The history of the Grand Canyon began up to two billion years ago when some of the oldest rock in the canyon was lifted to create a great mountain range nearly six miles high. Over millions of years, the land was raised, eroded and raised again several times. Then, about six million years ago, the Colorado River began carving through the rock, creating the vast canyon.
Beginning about 11,000 years ago and lasting until the end of the last ice age, the Paleo-Indians roamed the Grand Canyon area hunting large game. Over thousands of years, these people developed into the Archaic tribes. Some of the noted tribes to inhabit the canyon were the Hohokam, Mogollon, Anasazi, and Tusayan.
Some of the earliest Americans to enter the Grand Canyon region were trappers and mountain men led by Indian guides. Likely, one of the first to see the canyon was James Ohio Pattie, who reached the area in 1826 with a group of fur trappers and mountain men. In the coming years, more and more Americans returned from the West with tales of this awe-inspiring canyon, so the U.S. Department of War sent an expedition to the area. The goal was to study its natural resources, find railroad routes to the West Coast, and determine the possibility of creating an up-river navigation route from the Gulf of California. Joseph Ives led the two-month, 350-mile expedition. Putting aside his impressions of the canyon’s beauty, Ives reported that it and the surrounding area were “altogether valueless” and that his expedition would be “the last party of whites to visit this profitless locality.”

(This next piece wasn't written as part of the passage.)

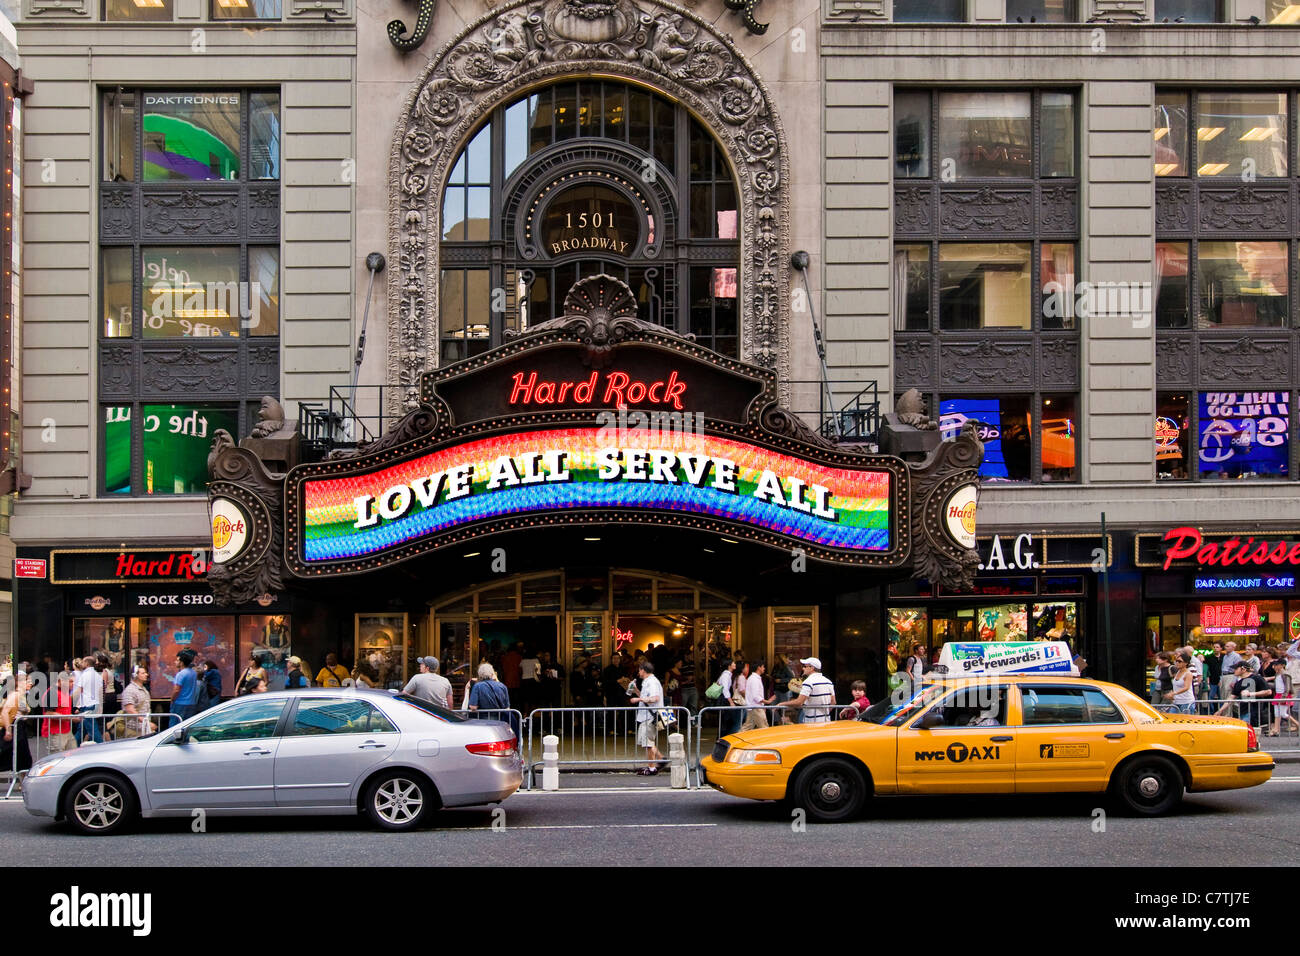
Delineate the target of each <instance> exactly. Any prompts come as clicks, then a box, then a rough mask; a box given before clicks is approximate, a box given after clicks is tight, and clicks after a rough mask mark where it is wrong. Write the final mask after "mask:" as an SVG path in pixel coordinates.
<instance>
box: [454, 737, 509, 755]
mask: <svg viewBox="0 0 1300 956" xmlns="http://www.w3.org/2000/svg"><path fill="white" fill-rule="evenodd" d="M465 749H467V750H469V753H477V754H480V756H481V757H510V756H512V754H513V753H515V737H510V739H508V740H490V741H487V743H486V744H465Z"/></svg>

In the mid-1800s, valuable minerals were discovered in the canyon and its surrounding areas, leading thousands to come and stake their claim. The problem many did not initially realize was how difficult it would be to get their discoveries out of the canyon. Over time, many gave up and moved on, but others saw the real future in the canyon – tourism. One such person was John Hance, who became the canyon’s first settler. He promoted mining, built and improved trails, and opened a hotel. Around the same time, another settler named William Wallace Bass created more roads into the canyon and trails within it than any other pioneer of the area.

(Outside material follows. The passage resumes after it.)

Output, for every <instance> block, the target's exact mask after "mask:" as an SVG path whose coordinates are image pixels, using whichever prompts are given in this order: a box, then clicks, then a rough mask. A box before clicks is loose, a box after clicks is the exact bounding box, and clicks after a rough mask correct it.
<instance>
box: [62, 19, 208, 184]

While some sought to profit from the canyon, others realized the need to protect it. Senator Benjamin Harrison was the first person to introduce legislation calling for the creation of Grand Canyon National Park. His 1882 bill failed and he tried again unsuccessfully in 1883 and 1886. It was not until after Harrison became President that he was able to provide some protection to the area. It was established as the Grand Canyon Forest Reserve in 1893, though some mining and logging was still allowed.

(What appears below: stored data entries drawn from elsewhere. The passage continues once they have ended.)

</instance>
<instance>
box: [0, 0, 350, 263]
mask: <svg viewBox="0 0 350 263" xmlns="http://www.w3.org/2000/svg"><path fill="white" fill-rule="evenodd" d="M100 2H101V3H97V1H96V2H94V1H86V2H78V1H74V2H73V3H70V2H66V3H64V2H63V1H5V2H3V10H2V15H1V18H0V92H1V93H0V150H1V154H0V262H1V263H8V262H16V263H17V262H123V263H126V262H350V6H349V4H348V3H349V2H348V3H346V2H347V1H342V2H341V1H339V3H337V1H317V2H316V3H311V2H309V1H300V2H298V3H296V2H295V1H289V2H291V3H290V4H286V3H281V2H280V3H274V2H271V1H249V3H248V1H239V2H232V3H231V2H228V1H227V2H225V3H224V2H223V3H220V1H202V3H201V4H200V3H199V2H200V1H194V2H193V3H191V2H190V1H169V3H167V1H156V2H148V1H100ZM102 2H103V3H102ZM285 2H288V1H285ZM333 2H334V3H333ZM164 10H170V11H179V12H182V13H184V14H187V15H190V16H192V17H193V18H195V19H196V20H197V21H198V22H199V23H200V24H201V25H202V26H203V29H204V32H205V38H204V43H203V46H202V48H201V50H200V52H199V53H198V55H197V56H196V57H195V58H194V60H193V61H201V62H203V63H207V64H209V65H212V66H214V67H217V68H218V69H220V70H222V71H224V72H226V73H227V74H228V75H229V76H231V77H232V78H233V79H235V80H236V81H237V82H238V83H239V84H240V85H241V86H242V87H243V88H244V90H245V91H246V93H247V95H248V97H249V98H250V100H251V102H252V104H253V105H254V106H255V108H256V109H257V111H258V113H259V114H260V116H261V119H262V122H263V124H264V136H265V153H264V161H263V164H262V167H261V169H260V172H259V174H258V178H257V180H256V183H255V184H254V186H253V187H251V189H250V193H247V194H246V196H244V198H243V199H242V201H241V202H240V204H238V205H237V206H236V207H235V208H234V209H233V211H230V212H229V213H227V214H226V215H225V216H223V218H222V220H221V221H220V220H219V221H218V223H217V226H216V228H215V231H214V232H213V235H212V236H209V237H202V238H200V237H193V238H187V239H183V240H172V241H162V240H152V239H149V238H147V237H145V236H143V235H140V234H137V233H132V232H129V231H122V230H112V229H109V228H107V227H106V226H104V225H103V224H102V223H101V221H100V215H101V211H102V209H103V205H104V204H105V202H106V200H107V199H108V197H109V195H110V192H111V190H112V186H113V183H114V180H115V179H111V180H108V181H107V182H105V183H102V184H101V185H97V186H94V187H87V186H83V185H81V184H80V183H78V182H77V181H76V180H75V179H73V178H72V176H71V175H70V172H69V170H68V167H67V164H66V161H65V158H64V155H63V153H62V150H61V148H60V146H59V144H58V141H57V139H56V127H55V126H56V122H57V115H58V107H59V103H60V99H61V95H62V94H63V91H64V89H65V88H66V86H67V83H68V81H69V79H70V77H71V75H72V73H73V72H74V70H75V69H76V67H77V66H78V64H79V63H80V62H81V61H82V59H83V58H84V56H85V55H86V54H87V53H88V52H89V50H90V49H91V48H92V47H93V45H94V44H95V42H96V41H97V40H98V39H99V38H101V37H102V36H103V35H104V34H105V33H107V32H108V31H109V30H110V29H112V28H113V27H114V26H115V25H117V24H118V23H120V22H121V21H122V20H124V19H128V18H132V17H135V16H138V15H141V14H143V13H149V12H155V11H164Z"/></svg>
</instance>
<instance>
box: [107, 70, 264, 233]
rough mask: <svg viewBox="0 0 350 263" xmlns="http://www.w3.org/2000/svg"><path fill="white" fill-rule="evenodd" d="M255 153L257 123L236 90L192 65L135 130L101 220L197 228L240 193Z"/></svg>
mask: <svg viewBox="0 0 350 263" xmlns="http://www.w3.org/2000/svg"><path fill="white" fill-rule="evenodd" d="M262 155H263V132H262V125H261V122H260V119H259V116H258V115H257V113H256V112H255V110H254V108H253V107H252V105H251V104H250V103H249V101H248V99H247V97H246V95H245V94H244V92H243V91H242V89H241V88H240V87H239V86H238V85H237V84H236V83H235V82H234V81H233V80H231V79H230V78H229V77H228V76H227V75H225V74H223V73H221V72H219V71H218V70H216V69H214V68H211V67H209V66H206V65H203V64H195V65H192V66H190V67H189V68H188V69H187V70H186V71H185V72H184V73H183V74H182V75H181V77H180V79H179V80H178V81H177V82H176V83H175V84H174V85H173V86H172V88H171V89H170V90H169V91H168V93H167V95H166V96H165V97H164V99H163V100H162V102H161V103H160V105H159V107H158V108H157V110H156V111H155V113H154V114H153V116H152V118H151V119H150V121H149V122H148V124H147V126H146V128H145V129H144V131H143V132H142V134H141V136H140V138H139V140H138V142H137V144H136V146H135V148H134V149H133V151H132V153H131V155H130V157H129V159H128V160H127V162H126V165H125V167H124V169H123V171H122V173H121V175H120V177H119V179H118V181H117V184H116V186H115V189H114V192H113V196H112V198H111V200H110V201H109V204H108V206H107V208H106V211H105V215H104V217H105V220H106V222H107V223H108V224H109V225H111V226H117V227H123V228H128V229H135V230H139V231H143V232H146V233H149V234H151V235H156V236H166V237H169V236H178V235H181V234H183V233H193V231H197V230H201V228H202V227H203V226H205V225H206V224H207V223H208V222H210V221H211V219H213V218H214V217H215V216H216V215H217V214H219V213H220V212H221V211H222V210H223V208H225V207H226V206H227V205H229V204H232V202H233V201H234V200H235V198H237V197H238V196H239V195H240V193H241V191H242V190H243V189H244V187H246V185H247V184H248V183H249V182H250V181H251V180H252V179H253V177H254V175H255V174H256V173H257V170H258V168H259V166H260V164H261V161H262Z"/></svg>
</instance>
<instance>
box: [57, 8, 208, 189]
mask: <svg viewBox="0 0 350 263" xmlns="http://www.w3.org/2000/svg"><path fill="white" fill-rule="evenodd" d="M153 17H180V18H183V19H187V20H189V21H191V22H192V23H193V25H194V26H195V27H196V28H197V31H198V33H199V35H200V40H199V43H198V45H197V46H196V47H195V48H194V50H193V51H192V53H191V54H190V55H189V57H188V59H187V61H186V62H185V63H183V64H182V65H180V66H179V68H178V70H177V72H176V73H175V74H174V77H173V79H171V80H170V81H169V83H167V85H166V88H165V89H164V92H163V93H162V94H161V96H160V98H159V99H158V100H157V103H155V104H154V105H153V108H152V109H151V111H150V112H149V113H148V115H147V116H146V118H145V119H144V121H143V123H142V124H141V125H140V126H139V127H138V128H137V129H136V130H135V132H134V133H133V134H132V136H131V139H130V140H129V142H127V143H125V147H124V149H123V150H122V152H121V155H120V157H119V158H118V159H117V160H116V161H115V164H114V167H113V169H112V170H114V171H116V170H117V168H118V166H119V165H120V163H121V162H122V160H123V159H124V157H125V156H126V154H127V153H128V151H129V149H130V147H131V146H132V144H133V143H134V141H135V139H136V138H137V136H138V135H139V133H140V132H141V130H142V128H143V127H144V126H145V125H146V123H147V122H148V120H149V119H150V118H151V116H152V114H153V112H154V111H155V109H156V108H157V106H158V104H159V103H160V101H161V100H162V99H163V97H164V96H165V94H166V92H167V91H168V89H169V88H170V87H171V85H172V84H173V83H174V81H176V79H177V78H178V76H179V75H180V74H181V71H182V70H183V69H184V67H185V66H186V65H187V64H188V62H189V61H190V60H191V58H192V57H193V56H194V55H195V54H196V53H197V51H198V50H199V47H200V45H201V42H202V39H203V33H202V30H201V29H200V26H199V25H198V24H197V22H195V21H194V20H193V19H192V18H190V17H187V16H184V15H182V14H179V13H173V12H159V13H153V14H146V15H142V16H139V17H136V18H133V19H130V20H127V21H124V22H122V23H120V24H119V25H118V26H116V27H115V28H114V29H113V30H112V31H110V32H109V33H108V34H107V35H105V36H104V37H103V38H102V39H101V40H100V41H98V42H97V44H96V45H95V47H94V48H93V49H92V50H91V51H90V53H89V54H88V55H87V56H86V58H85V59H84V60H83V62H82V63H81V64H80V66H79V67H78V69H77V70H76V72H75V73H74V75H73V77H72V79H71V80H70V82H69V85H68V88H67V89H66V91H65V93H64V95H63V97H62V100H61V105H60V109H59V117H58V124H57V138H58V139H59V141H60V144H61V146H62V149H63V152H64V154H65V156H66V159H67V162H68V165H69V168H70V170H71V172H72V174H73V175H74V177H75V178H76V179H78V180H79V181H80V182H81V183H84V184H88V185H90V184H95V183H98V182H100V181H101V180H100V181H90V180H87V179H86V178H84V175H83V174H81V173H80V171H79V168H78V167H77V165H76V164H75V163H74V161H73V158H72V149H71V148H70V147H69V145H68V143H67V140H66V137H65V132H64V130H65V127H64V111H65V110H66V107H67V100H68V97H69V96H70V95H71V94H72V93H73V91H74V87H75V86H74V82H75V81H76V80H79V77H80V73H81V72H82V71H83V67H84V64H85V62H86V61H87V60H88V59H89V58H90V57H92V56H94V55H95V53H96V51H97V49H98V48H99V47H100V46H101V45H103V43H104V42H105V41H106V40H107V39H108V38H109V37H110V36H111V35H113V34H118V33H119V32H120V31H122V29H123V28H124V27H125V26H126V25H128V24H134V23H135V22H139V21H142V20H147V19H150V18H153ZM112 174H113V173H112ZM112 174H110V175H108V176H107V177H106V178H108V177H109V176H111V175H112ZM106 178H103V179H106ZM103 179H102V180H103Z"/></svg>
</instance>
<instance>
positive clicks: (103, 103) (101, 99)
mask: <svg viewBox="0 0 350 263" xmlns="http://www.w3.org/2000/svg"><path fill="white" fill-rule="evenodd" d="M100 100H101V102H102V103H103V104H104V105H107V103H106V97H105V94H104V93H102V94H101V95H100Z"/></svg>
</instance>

Theodore Roosevelt visited the Grand Canyon in 1903 and was in awe at its beauty. But it would be another three years before he made any progress to further protect it. Roosevelt took the first step in 1906 when he declared it the Grand Canyon Game Preserve, which reduced livestock grazing. He continued to fight for a national park, but was blocked by landowners and mining claim holders. Roosevelt made some progress in 1908 when he established the canyon and surrounding area – a total of more than 800,000 acres – as a national monument. Meanwhile, Arizona officials continued to promote the idea of a Grand Canyon National Park, but their bills were defeated several times between 1910 and 1911.
In 1912, Arizona became America’s 48th state, and four years later the National Park Service was officially formed. Both of these events helped the process of establishing the Grand Canyon as a national park. Finally, on February 26, 1919, President Woodrow Wilson signed the legislation officially establishing the canyon as a national park. The timing was perfect, as it put an end to proposals to dam the Colorado River. It also forbid private development and granted the Fred Harvey Company the only rights to develop commercial businesses.